Compared to the traditional single-point DDoS defense solution, Game Shield uses data and algorithms to implement smart scheduling, quickly splitting “normal player” traffic and “hacker attack” traffic to different nodes to mitigate massive DDoS attacks, and through end-to-end encryption, preventing minor DDoS attacks that simulate user behavior from reaching the client. GameShield consists of two modules:
- Distributed anti-DDoS node: GameShield utilizes these nodes to defend against attacks greater than 600 Gbit/s.
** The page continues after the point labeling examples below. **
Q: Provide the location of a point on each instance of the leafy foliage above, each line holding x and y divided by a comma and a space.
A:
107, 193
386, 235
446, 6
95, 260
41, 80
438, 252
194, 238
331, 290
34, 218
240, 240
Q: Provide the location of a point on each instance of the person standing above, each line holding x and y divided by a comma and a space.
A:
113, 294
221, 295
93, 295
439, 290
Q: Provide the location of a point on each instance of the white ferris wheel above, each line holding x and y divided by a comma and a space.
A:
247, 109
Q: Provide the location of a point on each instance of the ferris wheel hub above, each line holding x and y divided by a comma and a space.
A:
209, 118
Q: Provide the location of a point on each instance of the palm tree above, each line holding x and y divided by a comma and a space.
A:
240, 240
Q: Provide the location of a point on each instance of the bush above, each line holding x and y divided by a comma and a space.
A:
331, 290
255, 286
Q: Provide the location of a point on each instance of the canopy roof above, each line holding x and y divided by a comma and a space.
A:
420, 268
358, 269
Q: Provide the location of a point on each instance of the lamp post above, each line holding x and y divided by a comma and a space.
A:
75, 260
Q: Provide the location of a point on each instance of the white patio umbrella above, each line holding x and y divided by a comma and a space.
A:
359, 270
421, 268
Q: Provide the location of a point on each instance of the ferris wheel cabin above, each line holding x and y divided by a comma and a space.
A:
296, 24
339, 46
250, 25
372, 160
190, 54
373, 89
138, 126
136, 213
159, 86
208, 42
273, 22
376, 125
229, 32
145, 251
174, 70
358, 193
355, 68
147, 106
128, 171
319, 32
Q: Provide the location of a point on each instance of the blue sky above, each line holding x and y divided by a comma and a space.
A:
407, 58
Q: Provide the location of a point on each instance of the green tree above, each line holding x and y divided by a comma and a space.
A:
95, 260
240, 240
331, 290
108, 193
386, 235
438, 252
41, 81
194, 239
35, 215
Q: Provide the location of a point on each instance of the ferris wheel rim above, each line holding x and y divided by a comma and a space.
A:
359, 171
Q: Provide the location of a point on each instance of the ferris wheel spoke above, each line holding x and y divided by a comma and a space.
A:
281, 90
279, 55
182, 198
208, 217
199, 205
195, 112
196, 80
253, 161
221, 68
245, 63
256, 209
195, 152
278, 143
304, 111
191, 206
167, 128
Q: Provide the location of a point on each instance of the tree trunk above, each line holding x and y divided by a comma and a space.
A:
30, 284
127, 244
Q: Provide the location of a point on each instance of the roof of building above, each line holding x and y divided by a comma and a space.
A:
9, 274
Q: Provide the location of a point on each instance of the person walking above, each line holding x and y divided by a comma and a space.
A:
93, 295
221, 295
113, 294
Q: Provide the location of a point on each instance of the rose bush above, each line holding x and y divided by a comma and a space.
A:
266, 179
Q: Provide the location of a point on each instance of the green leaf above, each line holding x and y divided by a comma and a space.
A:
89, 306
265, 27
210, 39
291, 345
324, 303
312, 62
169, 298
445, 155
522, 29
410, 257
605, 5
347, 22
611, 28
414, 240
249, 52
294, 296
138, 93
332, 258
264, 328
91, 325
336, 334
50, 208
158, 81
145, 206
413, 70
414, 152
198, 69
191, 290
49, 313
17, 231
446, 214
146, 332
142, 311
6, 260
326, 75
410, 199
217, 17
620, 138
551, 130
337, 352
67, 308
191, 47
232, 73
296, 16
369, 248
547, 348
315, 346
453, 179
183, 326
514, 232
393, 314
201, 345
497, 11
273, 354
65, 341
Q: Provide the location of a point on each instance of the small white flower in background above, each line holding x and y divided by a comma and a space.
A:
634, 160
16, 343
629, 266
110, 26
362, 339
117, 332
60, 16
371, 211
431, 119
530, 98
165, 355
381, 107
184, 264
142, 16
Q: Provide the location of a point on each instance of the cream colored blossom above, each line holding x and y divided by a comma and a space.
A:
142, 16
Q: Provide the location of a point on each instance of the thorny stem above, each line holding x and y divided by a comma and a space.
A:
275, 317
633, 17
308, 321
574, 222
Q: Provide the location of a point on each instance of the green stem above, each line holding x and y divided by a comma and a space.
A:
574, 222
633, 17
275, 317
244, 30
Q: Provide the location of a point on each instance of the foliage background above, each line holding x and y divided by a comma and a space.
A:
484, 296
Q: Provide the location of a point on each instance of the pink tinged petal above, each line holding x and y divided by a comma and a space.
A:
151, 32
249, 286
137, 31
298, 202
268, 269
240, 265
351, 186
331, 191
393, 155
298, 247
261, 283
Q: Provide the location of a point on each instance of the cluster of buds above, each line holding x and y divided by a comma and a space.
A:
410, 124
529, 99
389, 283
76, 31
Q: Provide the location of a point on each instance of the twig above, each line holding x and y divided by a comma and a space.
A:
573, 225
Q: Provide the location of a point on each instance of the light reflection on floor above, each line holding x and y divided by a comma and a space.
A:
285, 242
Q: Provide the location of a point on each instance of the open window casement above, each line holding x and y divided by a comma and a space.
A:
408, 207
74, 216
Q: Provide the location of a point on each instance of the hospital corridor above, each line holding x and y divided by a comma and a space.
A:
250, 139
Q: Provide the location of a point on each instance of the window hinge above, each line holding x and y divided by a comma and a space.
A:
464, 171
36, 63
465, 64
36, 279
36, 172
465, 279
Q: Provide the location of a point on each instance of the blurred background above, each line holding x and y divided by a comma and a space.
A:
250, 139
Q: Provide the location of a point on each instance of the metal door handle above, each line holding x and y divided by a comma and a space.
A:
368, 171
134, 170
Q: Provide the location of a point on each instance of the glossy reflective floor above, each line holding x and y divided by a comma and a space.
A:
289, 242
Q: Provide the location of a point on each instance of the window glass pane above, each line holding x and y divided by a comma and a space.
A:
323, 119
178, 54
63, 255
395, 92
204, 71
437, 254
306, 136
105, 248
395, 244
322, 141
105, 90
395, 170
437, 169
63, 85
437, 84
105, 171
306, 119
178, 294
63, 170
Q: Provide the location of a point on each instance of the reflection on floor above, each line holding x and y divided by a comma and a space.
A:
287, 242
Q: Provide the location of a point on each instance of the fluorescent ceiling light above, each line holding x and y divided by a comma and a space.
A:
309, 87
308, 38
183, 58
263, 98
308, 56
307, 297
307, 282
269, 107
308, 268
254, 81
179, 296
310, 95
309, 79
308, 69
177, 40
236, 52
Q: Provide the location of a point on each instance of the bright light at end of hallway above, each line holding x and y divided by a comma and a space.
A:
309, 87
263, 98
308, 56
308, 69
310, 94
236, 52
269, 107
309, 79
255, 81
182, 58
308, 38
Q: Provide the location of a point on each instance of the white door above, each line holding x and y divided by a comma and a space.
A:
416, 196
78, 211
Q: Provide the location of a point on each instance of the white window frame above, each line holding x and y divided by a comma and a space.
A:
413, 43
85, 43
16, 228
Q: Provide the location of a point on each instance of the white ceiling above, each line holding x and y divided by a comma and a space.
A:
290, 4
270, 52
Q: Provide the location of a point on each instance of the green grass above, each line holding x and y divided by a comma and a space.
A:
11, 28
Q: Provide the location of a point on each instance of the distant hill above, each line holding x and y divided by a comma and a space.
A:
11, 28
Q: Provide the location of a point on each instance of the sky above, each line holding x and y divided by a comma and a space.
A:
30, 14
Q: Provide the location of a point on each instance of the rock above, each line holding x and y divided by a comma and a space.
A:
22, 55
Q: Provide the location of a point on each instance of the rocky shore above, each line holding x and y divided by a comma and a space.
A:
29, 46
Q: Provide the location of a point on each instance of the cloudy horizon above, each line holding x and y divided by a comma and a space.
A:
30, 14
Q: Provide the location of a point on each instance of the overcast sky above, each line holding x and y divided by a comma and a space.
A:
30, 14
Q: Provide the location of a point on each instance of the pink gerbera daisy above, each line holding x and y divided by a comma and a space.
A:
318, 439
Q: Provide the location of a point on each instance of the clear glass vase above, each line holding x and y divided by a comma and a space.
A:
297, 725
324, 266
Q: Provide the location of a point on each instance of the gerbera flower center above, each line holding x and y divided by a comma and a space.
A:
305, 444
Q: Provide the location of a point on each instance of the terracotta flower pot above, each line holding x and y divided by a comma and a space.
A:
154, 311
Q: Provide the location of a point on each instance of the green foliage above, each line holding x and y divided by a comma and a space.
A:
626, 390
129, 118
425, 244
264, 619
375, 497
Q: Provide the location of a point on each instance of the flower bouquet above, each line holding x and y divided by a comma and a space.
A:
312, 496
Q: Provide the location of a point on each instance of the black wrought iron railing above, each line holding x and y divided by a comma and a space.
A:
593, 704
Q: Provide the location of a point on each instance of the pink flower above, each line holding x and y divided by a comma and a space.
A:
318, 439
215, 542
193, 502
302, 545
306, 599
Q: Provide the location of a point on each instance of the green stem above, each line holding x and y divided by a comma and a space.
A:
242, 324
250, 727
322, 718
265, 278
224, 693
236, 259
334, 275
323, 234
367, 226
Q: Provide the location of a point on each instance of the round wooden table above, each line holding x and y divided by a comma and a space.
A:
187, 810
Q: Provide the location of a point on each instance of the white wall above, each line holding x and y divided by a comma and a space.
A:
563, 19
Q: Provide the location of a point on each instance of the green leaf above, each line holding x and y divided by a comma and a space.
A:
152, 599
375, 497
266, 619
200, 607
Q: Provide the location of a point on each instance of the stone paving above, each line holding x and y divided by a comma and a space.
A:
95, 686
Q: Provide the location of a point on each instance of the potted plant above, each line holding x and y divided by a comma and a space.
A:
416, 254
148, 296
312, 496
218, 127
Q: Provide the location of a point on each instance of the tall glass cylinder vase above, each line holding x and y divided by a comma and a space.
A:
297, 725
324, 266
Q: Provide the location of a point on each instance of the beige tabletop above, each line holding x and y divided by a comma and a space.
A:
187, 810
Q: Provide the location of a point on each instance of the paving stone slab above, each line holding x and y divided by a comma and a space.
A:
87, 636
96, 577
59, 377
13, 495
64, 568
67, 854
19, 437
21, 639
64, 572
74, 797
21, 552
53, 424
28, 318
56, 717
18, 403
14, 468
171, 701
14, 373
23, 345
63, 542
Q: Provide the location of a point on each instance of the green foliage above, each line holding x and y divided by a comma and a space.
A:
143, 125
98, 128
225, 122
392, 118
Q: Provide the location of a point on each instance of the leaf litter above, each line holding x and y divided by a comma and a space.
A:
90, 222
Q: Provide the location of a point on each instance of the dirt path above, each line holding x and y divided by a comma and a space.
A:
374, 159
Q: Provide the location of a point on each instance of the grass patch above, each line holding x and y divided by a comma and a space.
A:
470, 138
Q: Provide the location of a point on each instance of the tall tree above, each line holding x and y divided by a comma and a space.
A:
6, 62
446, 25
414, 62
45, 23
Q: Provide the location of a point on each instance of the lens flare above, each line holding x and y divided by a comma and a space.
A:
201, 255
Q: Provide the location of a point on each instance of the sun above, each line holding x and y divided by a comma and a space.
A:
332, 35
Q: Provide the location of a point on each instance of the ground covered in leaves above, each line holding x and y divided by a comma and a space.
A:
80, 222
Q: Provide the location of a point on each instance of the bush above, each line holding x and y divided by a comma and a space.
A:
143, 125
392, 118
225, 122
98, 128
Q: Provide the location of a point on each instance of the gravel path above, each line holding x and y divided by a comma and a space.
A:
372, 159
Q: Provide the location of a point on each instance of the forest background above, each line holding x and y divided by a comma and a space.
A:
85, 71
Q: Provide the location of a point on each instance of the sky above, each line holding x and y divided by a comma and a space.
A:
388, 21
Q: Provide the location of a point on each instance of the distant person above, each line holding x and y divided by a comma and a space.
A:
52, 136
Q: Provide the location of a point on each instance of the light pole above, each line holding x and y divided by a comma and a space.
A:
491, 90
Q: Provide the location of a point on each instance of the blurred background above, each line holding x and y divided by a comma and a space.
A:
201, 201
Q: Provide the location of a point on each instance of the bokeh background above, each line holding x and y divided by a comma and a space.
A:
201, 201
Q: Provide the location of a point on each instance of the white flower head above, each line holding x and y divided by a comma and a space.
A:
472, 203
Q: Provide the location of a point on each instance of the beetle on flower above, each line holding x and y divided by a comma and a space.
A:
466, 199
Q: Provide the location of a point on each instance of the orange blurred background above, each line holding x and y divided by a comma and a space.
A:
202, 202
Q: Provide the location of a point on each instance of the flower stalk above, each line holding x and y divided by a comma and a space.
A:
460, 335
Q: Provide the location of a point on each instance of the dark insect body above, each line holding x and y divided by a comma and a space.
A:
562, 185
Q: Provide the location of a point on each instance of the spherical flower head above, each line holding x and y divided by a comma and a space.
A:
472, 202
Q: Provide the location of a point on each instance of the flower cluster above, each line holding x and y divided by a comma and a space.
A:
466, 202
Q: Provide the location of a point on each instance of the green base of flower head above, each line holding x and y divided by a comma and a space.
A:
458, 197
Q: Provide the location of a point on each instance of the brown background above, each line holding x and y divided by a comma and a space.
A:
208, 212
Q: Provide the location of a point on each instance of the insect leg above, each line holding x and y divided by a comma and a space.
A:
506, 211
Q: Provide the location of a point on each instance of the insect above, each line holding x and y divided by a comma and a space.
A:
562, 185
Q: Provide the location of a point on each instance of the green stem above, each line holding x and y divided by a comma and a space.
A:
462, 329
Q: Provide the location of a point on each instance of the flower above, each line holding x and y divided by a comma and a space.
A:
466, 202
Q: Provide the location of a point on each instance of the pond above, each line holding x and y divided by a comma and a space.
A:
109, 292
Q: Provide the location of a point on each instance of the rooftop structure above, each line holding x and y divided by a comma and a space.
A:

- Game Security Gateway: GameShield can decode proprietary protocols. This allows GameShield to defend against HTTP flood attacks that are specific to the gaming industry.
Which Anti-DDoS Solution to Choose?
Alibaba Cloud offers all those anti-DDoS solutions to fit your need. It means that you should choose a solution regarding your environment and need. That is why Alibaba Cloud had provided some [scenarios to help you for a better choice](https://www.alibabacloud.com/help/en/doc-detail/123164.html)
In the early to mid-2000s, DDoS attacks were quite common. However, the number of successful DDoS attacks has been reducing. This decrease in DDoS attacks is likely due to the efforts of some efficient solutions. That is why Alibaba Cloud is putting so much effort into its solution to let you be at ease with your cloud environment.